Finding that balance, however, is easier said than done, with a number of important issues coming into play.
Setting the Scene
Scott believes one of the first things that every institution needs to do is formulate a compensation philosophy that lays out how things will be set up and where the institution wants to be in the marketplace relative to peers. This can be something as simple as targeting the 50th percentile in terms of base pay – that is, average salary for average performance – and having incentive compensation that will reflect performance above that 50th percentile. For example, if the institution’s performance puts it at the 80th percentile relative to peers, it will have an incentive that pays an extra 30% to bring the total compensation that year up to the 80th percentile.
“The best practice always starts with having a philosophy and sticking to it,” Scott explains. “Having a philosophy means that everybody knows how they’re going to be paid and how things are going to be benchmarked. This is especially important as boards change over, so everything is documented and everybody understands why they’re doing what they’re doing and what the reasoning was behind setting it up that way in the first place.”
Long-Term Thinking
The goal of finding workable executive compensation is not only to attract great talent to an institution, but to hold onto those key individuals as their careers progress and their performance excels, which means an institution’s compensation philosophy needs to go beyond just base salary and annual incentives. Therefore, the philosophy should have a long-term perspective, addressing what can often be a fairly significant disparity for executives when it comes to retirement benefits.
Scott says that the income that gets replaced at retirement from 401k matches and contributions
– those things that are paid for by the employer, not the employee – for a rank-and-file employee who stays at an institution for 20 or 30 years or more is often a much higher percentage than what can be found in the executive suite.
“It’s pretty common when we run a disparity analysis to see where a rank-and-file employee might have 45% or 55% of his final salary replaced, whereas the CEO, participating in the same kinds of programs, might only have 35% of her income replaced,” Scott explains. “Most of the time when we talk to boards about it they’ll say they didn’t intend to create a disparity, and they want to work to cover the gap so there’s parity across the organization. But there’s definitely an art and a science to getting there.”
In terms of how institutions are trying to manage that art and science, Scott says that while long-term incentives are certainly back in vogue these days, they’re not necessarily taking the same forms as they have in the past.

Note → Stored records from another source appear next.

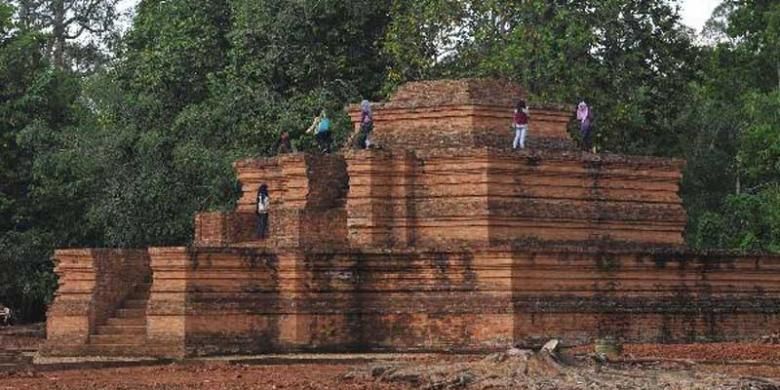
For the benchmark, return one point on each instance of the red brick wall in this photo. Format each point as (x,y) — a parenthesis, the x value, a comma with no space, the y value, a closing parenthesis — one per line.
(92,283)
(400,199)
(254,301)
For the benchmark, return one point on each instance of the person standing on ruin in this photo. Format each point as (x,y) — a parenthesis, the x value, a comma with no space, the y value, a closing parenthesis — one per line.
(366,124)
(585,116)
(263,203)
(283,144)
(5,315)
(322,126)
(520,124)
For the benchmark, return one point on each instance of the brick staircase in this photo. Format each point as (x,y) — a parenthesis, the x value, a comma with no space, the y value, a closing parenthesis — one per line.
(125,332)
(13,359)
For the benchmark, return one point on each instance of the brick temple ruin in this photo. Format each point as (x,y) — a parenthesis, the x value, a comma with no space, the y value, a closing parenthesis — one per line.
(442,240)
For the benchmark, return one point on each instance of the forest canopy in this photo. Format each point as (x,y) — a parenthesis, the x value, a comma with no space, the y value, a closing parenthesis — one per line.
(115,137)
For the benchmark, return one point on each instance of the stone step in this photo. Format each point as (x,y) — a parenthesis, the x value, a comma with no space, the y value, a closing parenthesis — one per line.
(121,350)
(134,304)
(139,321)
(131,313)
(117,339)
(122,329)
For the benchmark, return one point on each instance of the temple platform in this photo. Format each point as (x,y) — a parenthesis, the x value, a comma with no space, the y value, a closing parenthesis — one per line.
(442,240)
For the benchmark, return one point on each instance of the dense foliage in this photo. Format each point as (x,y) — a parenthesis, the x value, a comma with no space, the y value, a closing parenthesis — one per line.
(117,140)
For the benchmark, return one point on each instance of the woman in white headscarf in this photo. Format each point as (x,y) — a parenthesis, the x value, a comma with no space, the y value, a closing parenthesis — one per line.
(585,116)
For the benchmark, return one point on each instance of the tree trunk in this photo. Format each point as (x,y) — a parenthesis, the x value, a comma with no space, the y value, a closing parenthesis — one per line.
(58,30)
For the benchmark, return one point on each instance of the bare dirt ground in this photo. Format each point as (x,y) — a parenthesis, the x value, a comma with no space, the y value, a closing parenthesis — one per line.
(647,366)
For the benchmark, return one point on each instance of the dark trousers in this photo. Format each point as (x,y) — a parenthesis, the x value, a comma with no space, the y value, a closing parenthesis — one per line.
(324,140)
(587,137)
(262,225)
(365,132)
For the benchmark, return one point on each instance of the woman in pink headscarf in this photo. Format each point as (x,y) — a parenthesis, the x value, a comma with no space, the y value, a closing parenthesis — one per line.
(585,116)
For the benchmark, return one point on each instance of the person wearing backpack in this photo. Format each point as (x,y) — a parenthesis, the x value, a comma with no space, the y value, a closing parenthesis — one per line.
(322,126)
(520,124)
(263,203)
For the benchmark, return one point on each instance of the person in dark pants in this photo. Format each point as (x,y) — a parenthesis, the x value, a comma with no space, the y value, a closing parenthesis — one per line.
(5,315)
(263,202)
(366,124)
(585,116)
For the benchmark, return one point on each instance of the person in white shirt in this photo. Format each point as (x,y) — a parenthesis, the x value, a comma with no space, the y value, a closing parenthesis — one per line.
(263,203)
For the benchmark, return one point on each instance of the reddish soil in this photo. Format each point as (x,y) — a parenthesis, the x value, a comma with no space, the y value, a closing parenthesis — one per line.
(726,352)
(216,376)
(670,363)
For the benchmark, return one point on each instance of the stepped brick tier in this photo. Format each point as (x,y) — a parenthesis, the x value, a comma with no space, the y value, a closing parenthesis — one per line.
(442,240)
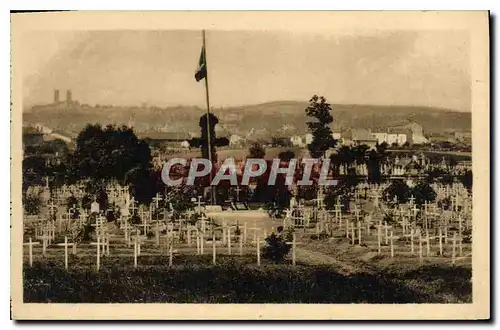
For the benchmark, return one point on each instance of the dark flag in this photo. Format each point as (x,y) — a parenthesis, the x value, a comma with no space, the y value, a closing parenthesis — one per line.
(201,72)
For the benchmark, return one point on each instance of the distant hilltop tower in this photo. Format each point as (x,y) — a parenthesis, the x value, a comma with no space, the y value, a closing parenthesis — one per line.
(56,96)
(69,97)
(131,120)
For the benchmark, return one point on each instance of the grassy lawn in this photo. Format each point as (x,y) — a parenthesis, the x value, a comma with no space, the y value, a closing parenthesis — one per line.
(193,279)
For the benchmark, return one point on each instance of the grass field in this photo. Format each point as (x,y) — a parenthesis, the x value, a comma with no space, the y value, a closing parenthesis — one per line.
(193,279)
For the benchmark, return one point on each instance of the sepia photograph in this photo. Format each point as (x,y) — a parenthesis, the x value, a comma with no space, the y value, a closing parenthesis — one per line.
(331,165)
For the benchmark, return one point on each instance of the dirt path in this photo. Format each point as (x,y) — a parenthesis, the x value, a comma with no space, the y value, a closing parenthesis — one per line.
(310,257)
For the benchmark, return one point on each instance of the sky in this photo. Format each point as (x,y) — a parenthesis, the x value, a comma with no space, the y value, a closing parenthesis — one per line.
(401,67)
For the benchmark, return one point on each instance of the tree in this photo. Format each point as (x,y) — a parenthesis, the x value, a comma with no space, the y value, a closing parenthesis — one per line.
(398,189)
(286,156)
(276,248)
(109,153)
(345,156)
(257,151)
(466,179)
(202,142)
(320,113)
(374,159)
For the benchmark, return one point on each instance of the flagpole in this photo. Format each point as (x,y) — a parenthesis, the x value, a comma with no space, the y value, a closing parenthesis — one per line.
(208,118)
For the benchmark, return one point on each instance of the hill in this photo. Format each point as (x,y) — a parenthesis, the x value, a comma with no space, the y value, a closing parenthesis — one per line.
(268,119)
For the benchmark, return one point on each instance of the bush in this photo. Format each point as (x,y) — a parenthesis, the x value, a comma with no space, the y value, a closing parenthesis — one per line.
(276,249)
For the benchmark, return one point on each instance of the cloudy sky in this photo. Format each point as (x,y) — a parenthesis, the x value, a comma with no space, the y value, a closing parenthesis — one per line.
(429,68)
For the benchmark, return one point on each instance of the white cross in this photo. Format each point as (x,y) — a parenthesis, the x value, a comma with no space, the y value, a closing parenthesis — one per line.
(30,244)
(65,244)
(294,249)
(157,199)
(98,245)
(238,190)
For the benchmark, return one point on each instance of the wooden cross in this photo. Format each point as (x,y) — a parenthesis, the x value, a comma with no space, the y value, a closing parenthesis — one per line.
(238,190)
(98,246)
(45,241)
(454,241)
(258,241)
(65,244)
(392,238)
(293,243)
(136,250)
(30,244)
(356,212)
(127,229)
(157,199)
(214,250)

For example, many equity-based incentive plans are either being phased out or significantly retooled, as even high-performing institutions have seen their stocks being held down by the general beating the industry as a whole has taken. As a result, the trend has moved toward long-term incentive compensation that is not stock- based, not only in the form of traditional SERPs, but also set-aside cash plans that pay out a cumulative amount at retirement based on incentives hit throughout the executive’s career.

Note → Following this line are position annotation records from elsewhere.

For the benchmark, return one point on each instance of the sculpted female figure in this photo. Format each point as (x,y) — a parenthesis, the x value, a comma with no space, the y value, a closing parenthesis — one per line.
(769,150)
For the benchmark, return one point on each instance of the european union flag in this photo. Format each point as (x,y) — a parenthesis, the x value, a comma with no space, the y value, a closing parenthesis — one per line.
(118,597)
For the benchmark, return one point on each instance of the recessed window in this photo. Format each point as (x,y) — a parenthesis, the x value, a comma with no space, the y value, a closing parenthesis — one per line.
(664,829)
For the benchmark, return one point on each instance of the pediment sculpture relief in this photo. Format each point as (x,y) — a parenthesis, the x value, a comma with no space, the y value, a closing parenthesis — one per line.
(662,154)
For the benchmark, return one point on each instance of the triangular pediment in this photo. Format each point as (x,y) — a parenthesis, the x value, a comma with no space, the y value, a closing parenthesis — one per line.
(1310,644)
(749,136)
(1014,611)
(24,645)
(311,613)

“Now when that executive gets to retirement, you look at the cumulative, long-term set-asides and pay that out as a retirement benefit,” Scott says. “In truth, it may turn out to be the same $50,000 a year for 15 years that he or she may have gotten from a SERP, but at least from the board’s perspective, they’re very clearly able to tie it back to specific performance measures year after year after year.”
Institutions also need to have a good handle on what they’re trying to accomplish with the long-term incentive and compensation strategies they ultimately select, adds John Gagnon, a compensation advisor at BoliColi.com in Reading, Mass.

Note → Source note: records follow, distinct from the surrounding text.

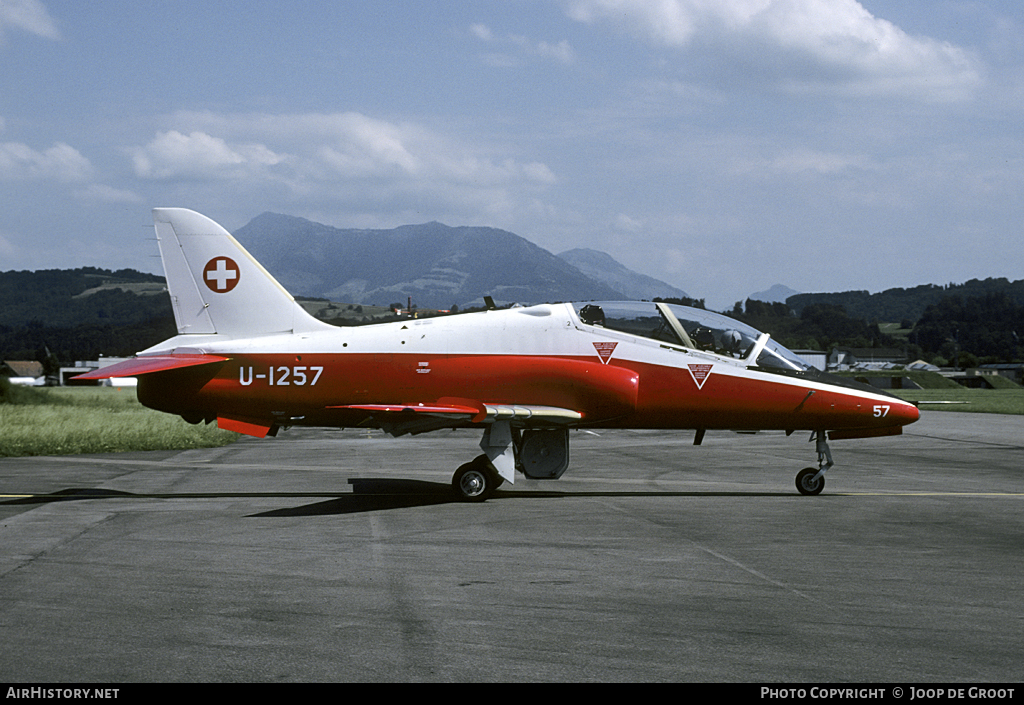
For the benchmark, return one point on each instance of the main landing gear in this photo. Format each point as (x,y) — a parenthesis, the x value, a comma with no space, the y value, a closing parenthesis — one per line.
(811,481)
(476,481)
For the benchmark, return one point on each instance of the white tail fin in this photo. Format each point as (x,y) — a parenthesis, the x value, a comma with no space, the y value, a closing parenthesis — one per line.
(216,287)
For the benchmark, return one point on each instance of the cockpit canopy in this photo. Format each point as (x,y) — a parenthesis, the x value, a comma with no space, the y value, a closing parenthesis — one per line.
(690,328)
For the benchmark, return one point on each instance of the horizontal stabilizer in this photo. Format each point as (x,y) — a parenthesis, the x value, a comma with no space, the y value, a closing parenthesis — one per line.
(150,364)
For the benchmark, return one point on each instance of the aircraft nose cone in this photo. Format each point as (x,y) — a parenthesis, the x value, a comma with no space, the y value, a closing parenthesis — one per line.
(906,413)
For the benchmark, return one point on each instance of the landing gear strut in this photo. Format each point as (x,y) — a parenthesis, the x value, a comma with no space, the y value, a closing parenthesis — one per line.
(475,481)
(811,481)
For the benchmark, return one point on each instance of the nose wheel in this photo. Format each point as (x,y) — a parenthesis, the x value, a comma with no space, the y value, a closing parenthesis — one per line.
(811,481)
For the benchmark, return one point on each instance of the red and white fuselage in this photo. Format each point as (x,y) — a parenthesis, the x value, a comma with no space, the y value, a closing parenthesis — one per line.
(250,358)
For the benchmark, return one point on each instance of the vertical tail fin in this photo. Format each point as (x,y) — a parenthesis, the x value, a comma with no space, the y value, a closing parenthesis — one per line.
(215,285)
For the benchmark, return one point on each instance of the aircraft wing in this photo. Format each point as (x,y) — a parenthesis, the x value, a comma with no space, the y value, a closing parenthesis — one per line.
(151,363)
(398,419)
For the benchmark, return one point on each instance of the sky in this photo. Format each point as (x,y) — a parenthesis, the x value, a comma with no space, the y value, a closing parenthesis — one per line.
(721,146)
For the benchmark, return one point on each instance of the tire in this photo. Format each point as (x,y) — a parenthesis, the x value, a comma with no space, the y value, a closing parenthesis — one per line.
(474,482)
(806,484)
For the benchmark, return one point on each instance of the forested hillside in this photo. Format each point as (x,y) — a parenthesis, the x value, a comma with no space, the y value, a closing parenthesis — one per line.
(80,314)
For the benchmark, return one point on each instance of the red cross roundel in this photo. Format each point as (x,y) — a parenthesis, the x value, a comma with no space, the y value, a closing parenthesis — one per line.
(221,275)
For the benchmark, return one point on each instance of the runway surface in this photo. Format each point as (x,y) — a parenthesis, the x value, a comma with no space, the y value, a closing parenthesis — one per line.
(339,555)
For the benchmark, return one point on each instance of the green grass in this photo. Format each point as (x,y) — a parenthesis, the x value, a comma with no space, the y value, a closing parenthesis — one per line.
(979,401)
(68,420)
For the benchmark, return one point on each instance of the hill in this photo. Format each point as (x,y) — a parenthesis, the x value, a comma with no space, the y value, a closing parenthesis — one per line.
(436,264)
(907,304)
(602,267)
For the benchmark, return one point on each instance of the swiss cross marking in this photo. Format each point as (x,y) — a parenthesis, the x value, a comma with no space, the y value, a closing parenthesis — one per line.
(604,350)
(221,275)
(699,373)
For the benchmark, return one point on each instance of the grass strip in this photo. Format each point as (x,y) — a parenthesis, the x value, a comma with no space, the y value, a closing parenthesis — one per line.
(64,421)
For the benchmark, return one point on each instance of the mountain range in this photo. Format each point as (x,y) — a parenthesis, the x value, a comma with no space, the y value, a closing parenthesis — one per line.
(435,264)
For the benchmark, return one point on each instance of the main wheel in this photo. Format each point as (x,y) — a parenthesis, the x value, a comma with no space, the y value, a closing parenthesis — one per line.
(474,482)
(807,485)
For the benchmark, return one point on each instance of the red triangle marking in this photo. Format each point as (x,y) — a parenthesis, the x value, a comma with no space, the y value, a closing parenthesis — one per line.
(604,350)
(699,373)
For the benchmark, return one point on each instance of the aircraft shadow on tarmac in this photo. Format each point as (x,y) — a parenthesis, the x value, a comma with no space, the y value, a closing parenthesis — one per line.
(371,495)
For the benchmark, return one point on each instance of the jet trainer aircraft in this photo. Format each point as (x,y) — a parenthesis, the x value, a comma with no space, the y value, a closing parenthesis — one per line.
(252,359)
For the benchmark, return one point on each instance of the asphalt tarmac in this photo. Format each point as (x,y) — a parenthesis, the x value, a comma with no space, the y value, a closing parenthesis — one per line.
(339,555)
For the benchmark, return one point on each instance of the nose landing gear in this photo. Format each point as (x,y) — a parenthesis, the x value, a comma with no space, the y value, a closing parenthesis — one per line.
(811,481)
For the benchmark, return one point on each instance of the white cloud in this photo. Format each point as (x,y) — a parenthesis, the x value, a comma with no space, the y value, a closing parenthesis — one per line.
(172,154)
(371,169)
(322,148)
(104,194)
(28,15)
(524,47)
(60,162)
(808,44)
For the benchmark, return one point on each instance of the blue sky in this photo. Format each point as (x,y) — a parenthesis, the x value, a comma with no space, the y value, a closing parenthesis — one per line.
(722,146)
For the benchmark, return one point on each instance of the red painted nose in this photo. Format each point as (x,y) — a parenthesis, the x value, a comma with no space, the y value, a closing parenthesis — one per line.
(904,413)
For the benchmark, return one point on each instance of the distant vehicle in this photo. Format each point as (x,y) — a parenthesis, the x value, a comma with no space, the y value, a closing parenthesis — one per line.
(250,358)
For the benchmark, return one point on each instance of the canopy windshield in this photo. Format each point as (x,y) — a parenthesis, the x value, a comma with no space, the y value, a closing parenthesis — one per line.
(691,328)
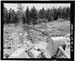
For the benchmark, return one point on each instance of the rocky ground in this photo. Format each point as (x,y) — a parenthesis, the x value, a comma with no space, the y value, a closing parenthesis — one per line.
(36,41)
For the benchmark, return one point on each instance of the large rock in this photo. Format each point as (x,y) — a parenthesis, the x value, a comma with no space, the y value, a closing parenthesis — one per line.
(34,53)
(54,43)
(41,45)
(20,53)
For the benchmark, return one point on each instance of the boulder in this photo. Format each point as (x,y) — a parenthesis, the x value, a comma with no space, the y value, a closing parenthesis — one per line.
(33,53)
(41,45)
(20,53)
(54,43)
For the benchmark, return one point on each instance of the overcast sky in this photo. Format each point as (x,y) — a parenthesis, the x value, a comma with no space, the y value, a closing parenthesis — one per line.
(38,6)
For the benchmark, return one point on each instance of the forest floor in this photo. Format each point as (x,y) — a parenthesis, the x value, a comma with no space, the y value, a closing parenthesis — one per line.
(21,36)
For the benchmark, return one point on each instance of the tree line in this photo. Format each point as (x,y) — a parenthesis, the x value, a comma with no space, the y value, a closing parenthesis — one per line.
(34,16)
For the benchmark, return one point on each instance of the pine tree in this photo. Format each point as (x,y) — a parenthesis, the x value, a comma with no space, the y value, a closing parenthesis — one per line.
(33,15)
(42,13)
(5,15)
(27,16)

“Many institutions confuse the goals behind SERPs and deferred compensation and believe they both accomplish the same thing,” Gagnon says. “Our experience is that SERPs are generally better at retaining key executives, especially those beyond age 50 who are often very concerned about retirement savings. Long-term incentive programs, on the other hand, are very effective from a performance standpoint and will be attractive to your best performers, even if they generally won’t help from a retention standpoint.”
Not every strategy may work for every institution, but there should be an effort to find some type of long-term incentive plan that fits. Scott says that it all comes back to deciding upfront and making it clear what the institution stands for and believes in when it comes to executive compensation.
“The best practice always starts with having a philosophy and sticking to it,” he says. “The philosophy shouldn’t change significantly from year to year, and might only really change over the course of four to five years as the institution evolves.